読みづらいようなら、コピーして、Wordか何かに貼り付けて、

自分の読みやすいように行間やフォントを変えたり、

線を引いたりするのもいいかもしれないですよね。

 

テレビで、パソコンを使って各自好きなように

ノートを取らせている小学校があるというのを知りました

自分の好きなフォントや文字の大きさで、自分でわかりやすいように

ノートが取れるのです。
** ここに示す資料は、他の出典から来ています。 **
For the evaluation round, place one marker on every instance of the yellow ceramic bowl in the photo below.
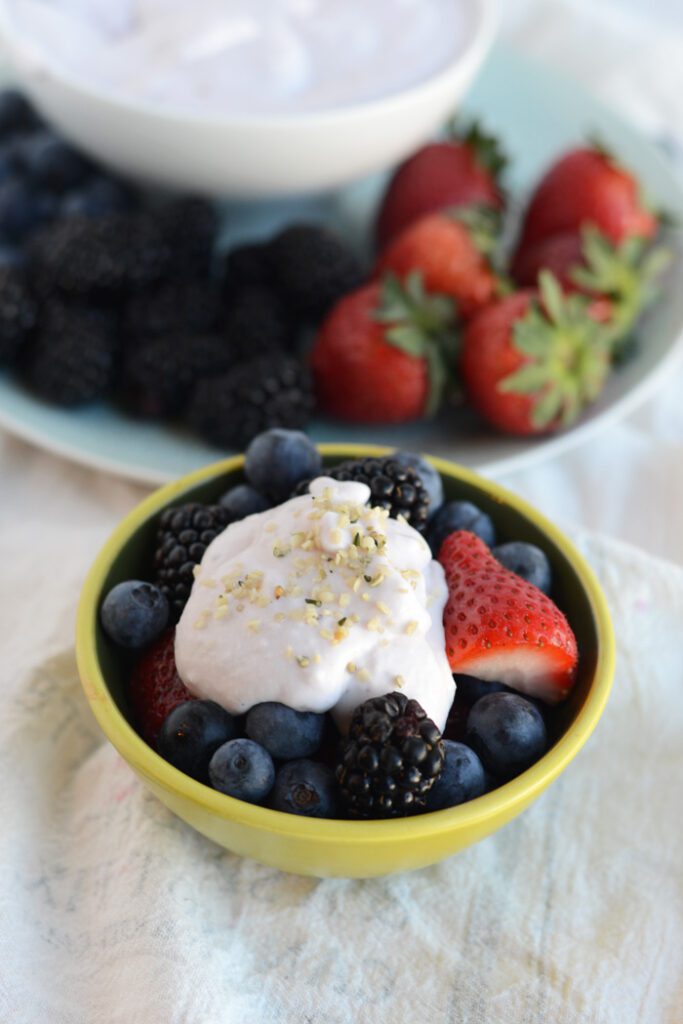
(319, 847)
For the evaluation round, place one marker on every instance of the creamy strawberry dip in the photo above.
(241, 56)
(319, 604)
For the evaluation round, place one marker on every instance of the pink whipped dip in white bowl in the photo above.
(295, 96)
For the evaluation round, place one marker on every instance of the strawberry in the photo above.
(383, 352)
(587, 186)
(500, 628)
(450, 254)
(459, 172)
(620, 279)
(530, 363)
(156, 687)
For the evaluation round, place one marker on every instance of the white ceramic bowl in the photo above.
(245, 156)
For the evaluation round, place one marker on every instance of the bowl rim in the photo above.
(506, 798)
(465, 60)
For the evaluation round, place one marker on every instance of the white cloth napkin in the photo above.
(113, 910)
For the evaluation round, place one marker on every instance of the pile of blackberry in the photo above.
(108, 293)
(393, 485)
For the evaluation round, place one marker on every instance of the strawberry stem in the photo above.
(423, 326)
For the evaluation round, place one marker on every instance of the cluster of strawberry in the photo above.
(528, 348)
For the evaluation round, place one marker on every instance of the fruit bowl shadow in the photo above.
(335, 848)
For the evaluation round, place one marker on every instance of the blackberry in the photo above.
(268, 391)
(312, 268)
(246, 265)
(188, 225)
(191, 306)
(392, 486)
(50, 163)
(109, 254)
(17, 312)
(256, 323)
(23, 211)
(159, 372)
(390, 760)
(183, 535)
(73, 358)
(16, 113)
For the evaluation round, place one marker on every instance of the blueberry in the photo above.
(50, 163)
(97, 198)
(278, 460)
(244, 500)
(191, 733)
(470, 688)
(462, 777)
(507, 732)
(22, 210)
(11, 256)
(286, 733)
(459, 515)
(7, 168)
(527, 561)
(306, 787)
(243, 769)
(134, 613)
(430, 477)
(15, 113)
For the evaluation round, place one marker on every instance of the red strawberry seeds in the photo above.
(156, 687)
(500, 628)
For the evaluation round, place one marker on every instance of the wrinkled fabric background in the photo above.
(112, 910)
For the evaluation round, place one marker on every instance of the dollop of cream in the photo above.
(318, 603)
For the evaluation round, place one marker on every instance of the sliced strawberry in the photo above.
(463, 171)
(156, 687)
(450, 253)
(500, 628)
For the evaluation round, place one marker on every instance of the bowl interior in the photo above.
(133, 559)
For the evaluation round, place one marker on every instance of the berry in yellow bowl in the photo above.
(343, 660)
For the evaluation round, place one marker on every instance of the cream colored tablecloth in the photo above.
(111, 910)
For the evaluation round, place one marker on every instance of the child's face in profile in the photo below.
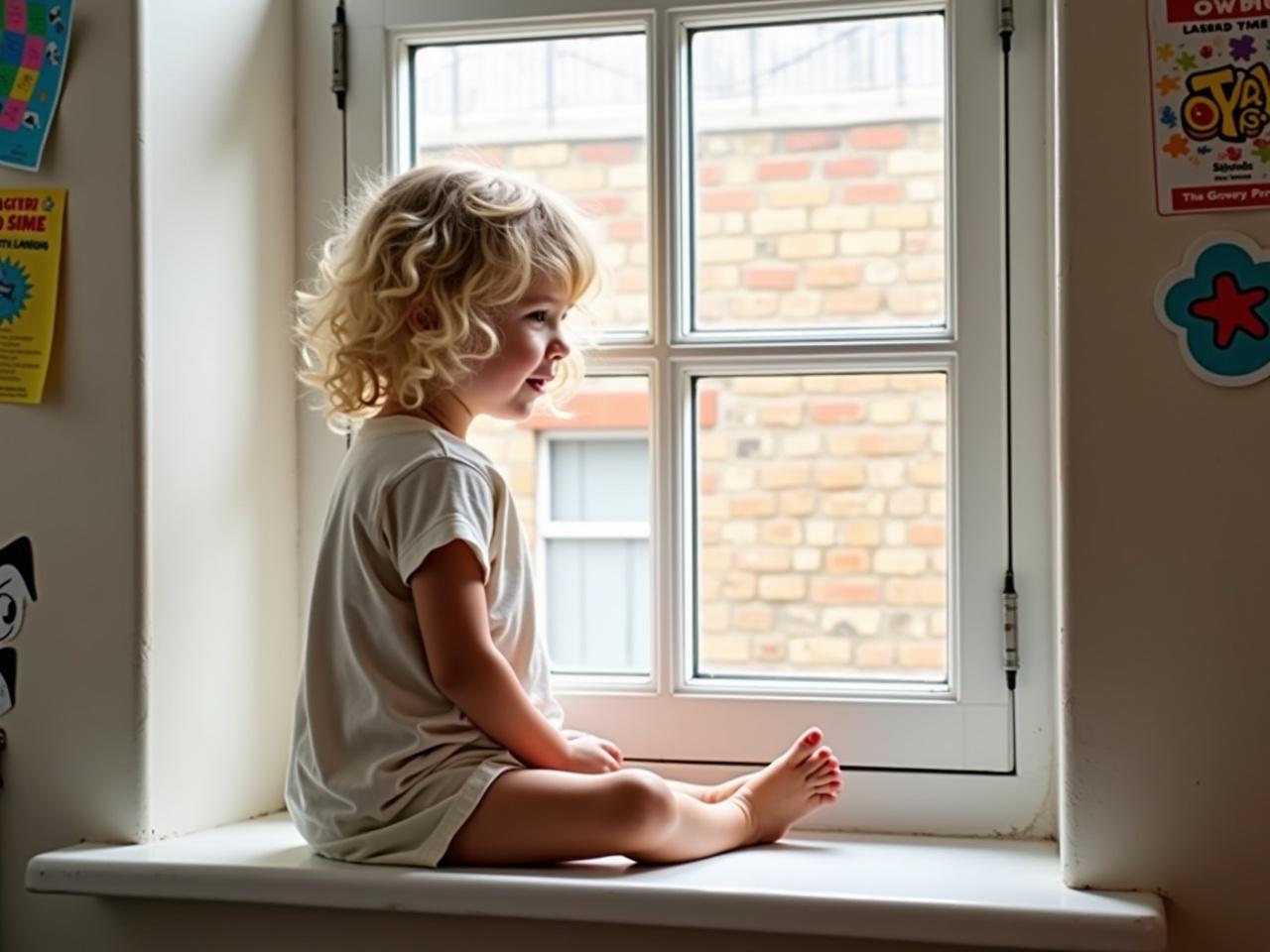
(532, 343)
いいですよね。

 

それから、前述の記事では、米国人とのやり取りでは

そうした齟齬が起こりにくいとありますが、

英語と日本語の違いもあるのだと思います。

英語は主語述語がはっきりしているので、

主語を省略することが当たり前な日本語とは違ってわかりやすいですし、

単数形・複数形や動詞の変化から、さらに誤解が生じることは少なくなります。

日本語は「人魚構文」と言われるように、

文法的に読み解くのが難しい言語なのでしょう

(日本語がペラペラな外国人ってホントにすごいと思います)。

 

私はたまに仕事で英訳もやりますが(会話はろくにできないくせに)、

原文の日本語の読解に苦労することがたまにあります。

メディカルライターなど、プロの書き手が書いたものは問題ないのですが、

議事録など、社員が書き起こしたと思われるものは、

「てにをは」がおかしかったり、何を指すのかが前後の文脈から

わからなかったりすることも少なくはなく、

自分で一度、読みやすく文章を書き直してから英語に訳すこともよくあります。

 

考えてみれば、日本の国語教育では、作文や感想文などは書かされますが、

読みやすい文章の書き方というのは教わらないのではないでしょうか

(少なくとも私と同世代は教わっていないはず)。

昔、バイリンガルの友人と話していたら、アメリカでは文章の書き方というのを

きちんと学校で習うと言っていました。

それがどこまで一般的なのかはわかりませんが。

 

それを考えると、メールなどで文章で指示を出す側も、

本人も気づいていない発達障害が読み手の中にある可能性というのを考えて、

主語述語のはっきりした、わかりやすく読みやすい文章を書くというのが

仕事上の生産性を上げることにつながるのではないでしょうかね。